L'incendie marquera le début d'une troisième époque dans l'histoire de cité. Les premiers travaux de reconstruction concerneront les remparts autour de l'Acropole, puis cette dernière sur la base des plans originaux. Alexandre le Grand et surtout Ptolémée en 309 avant Jésus-Christ marqueront de leurs empreintes une nouvelle époque de Xanthos.

Un petit sanctuaire consacré aux dieux égyptiens sera érigé au cours du IIIème siècle avant Jésus-Christ. On y a découvrira un relief en marbre orné des silhouettes d'Isis et de Sérapis et découvert par Fellows dans l'enceinte de l'est, de petits fragments de céramiques, des morceaux de vasques en terre cuite montées sur colonne, ainsi que des fragments de vases et de figurines dans la "favissa" de l'époque byzantine.

Une superficie importante sera délimitée par un nouveau rempart protégeant la totalité du périmètre urbain. Les tombes se trouvent dans la ville ; les techniques de construction sont en partie grecques mais surtout anatoliennes (maisons en bois surélevées sur socle de pierre servant de magasin) et spécifiquement lyciennes (piliers funéraires, architectures de pierre imitant le bois).

On est très mal renseigné sur la période hellénistique, au cours de laquelle la ville ne semble pas avoir connu d'évolution importante.

Brutus s'emparera de Xanthos en 42 avant Jésus-Christ. L'Acropole sera alors complètement détruite. A en croire Philon, les habitants de Xanthos répéteront le geste de leurs ancêtres du VIème siècle avant Jésus-Christ et préféré brûleront leurs parents, femmes, enfants et biens avant d'être massacrés. Appien, dans une description plus détaillée de l'événement, raconte que Brutus tentera d'épargner le sanctuaire et les autres monuments de l'Acropole. Ces bâtiments seront détruits par les byzantins lors de la fortification de la muraille du sud.

L'empereur romain Marc Antoine participera à la restauration de la ville en 41 avant Jésus-Christ. Un arc de triomphe sera construit à l'époque de Vespasien et un riche Romain, du nom de Licinius Langus financera la construction de bains.

La ville se dotera de grands axes sous le Bas-Empire (dont, semble-t-il, au moins une rue à colonnade), de trois places entièrement bordées de portiques à colonnades corinthiennes et pourvues d'entrées monumentales. Une modification du théâtre lui permettra d'accueillir des combats d'animaux. Xanthos sera alors fortement marquée par la civilisation romaine.

La période paléochrétienne/protobyzantine (Vème-VIème siècles) engendrera le dernier développement important de la ville. Plusieurs maisons de luxe avec cour péristyle, thermes privés, décors de mosaïques historiées et de placages de marbre (acropole lycienne), seront alors construites, ainsi que des églises dont deux au moins sont très grandes.
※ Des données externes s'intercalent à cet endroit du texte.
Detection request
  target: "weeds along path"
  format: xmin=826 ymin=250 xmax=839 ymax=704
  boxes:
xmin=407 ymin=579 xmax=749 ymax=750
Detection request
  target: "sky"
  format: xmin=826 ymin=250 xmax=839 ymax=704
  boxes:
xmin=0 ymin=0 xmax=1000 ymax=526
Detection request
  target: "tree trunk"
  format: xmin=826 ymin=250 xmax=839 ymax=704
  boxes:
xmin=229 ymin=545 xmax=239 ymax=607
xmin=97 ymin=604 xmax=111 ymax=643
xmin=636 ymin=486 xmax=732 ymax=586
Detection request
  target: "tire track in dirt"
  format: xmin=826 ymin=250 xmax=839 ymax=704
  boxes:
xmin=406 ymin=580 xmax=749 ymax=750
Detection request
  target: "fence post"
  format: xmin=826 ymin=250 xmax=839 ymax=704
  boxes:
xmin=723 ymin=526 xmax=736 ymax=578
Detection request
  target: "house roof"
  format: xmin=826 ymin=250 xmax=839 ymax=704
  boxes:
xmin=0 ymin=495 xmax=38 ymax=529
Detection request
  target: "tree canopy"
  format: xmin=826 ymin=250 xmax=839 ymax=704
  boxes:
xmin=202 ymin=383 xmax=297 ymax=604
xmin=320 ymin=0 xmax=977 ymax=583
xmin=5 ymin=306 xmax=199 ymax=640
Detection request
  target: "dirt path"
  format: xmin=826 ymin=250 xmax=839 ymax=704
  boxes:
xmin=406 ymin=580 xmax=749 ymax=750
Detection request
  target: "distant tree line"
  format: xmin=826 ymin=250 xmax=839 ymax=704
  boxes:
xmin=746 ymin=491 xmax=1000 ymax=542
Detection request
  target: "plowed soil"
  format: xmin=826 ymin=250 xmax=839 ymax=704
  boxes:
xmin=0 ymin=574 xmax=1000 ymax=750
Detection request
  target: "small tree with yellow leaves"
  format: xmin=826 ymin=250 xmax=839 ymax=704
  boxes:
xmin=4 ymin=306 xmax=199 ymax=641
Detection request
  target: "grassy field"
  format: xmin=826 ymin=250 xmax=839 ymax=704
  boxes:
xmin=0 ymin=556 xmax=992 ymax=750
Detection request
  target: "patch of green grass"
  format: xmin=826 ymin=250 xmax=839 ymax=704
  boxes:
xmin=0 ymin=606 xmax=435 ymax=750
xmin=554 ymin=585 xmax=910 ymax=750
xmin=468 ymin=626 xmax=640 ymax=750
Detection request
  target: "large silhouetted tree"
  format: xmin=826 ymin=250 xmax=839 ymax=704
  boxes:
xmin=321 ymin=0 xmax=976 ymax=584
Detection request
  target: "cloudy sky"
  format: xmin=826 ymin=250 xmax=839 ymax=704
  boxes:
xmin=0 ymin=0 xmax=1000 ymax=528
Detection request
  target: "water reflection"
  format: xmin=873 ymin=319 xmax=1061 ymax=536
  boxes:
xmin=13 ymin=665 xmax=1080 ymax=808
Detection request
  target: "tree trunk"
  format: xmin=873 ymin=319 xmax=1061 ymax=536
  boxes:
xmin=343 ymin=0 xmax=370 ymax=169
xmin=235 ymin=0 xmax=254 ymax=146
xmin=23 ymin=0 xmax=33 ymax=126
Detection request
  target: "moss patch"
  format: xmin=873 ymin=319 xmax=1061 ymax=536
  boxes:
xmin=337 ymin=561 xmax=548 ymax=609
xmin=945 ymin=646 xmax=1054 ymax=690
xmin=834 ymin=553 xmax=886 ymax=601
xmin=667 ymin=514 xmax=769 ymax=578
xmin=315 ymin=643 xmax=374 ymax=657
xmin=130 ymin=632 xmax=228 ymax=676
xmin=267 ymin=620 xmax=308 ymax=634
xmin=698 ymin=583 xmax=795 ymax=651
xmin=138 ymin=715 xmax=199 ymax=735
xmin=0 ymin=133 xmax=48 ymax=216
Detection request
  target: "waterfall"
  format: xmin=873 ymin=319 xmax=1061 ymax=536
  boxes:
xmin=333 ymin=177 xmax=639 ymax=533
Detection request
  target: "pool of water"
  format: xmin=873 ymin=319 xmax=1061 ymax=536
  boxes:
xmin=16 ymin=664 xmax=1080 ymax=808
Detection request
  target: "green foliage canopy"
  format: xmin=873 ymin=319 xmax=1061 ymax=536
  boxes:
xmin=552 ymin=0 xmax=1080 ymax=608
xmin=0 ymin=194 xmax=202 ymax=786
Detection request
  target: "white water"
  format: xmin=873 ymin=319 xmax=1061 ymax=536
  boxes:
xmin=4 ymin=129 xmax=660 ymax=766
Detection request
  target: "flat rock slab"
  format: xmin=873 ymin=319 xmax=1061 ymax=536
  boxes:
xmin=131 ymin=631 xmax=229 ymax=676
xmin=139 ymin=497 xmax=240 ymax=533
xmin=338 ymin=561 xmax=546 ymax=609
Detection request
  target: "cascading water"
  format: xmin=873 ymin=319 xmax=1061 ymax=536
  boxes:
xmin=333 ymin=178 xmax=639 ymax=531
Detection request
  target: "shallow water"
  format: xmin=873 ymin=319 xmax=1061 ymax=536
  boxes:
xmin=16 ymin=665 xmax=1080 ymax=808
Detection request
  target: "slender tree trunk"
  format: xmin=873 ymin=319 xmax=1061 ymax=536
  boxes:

L'une, au sommet de l'acropole, à atrium mais sans narthex était probablement une église de pèlerinage. L'autre, dans le centre de la ville, était peut-être la cathédrale épiscopale. De grandes dimensions, munie d'un atrium et d'un narthex, complétée par un baptistère tétraconque, elle offrait notamment un grand luxe de décor au sol (opus sectile, mosaïques). Des restaurations, effectuées à la suite d'un séisme peu de temps après sa construction, ont vu l'opus sectile remplacé par des mosaïques

La cité sera progressivement abandonnée du fait de la fréquence des séismes et des incursions de la flotte arabe. Elle connaîtra une timide et brève renaissance au XIème-XIIème siècles (reconstruction partielle des églises). Les fouilles récentes identifieront une réoccupation superficielle du site à l'époque moderne (à partir du XVIIIème siècle ?) caractérisée par des enclos et des traces de constructions très médiocres réalisées avec les blocs pris aux ruines antiques. Les vestiges d'un petit nombre de maisons plus récentes conservent encore le souvenir des derniers villageois que rencontra Charles Fellows lorsqu'il découvrit Xanthos en 1838.